On 21 July 2011 21:19, David Gerard dgerard@gmail.com wrote:
Any action here would be in contract (for breach of the terms and conditions), not in copyright.
Indeed. But everyone would be happier if JSTOR stopped trying to enclose the public domain.
The *Royal Society* are the ones trying to enclose the public domain. JSTOR host the scans and provide the metadata to make it usable.
Their line, I understand it, is that copyright clearance and so forth rests with the contributing institutions and not with themselves. Google Books take a similar stance; they pro-actively released a swathe of PD material, but if you want to get something additional released as released you need to sort it out with the "responsible" library and then it'll get regraded. (Or this was the situation when I helped someone fill in the forms a few years back, anyway.)

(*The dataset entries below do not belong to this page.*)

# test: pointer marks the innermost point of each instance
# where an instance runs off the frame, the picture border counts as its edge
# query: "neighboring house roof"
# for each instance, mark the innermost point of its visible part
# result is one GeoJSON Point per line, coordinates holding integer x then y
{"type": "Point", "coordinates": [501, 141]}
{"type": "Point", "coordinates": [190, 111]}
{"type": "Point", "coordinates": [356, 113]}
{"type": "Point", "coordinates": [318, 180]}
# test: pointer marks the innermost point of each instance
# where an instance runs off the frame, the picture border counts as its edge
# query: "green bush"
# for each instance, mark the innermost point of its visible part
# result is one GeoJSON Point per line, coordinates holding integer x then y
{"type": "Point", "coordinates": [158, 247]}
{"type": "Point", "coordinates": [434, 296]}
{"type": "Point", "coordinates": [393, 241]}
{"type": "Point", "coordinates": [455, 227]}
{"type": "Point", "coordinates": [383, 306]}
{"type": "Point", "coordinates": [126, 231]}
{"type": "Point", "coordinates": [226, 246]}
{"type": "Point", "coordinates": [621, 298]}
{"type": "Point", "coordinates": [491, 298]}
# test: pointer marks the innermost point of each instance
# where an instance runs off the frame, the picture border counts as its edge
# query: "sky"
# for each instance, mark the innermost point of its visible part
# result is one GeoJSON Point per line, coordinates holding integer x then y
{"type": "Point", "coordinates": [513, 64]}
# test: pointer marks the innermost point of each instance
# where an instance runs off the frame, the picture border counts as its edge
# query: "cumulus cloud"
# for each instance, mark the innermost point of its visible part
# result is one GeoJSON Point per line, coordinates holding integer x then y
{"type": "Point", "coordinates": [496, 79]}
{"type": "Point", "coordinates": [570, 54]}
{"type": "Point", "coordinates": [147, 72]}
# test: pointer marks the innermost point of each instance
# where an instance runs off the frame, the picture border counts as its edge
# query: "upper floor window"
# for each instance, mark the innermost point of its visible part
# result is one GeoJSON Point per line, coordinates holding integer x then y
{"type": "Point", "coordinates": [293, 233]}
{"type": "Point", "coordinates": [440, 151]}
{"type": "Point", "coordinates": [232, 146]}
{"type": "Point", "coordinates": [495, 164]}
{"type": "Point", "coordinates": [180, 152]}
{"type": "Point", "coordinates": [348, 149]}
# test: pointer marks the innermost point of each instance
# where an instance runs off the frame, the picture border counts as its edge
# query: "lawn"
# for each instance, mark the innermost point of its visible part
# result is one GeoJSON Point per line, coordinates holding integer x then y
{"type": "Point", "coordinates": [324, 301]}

There has been at least one occasion where JSTOR have hosted a journal and later partially pulled it because it turned out the contributing publishers didn't own the rights to some issues, so they do occasionally do active involvement when rights are challenged. (The Google analogy breaks down here...)
In this case, note the copyright statement:
http://www.jstor.org/stable/102295 - "Philosophical Transactions (1683-1775) © 1695 The Royal Society"
Compare, for example:
http://www.jstor.org/stable/40107566 - "The International History Review © 1996 Taylor & Francis, Ltd."
One of these claims is obviously more defensible than the other, but note that they're both third-party. JSTOR no more claims the copyright than Amazon claims to own the copyright to Kindle editions.
Yes, this content being open would be a wonderful thing, but I honestly think we're at risk of identifying the wrong villain if we keep insisting that JSTOR qua JSTOR are evil and must be brought to heel. The Google Books approach suggests a way we could get release of the material to work, but it's the RS we'd need to engage with to get it to work. There's very little benefit I can see to be gained by chasing JSTOR here, and a real risk of poisoning the waters for future cooperation.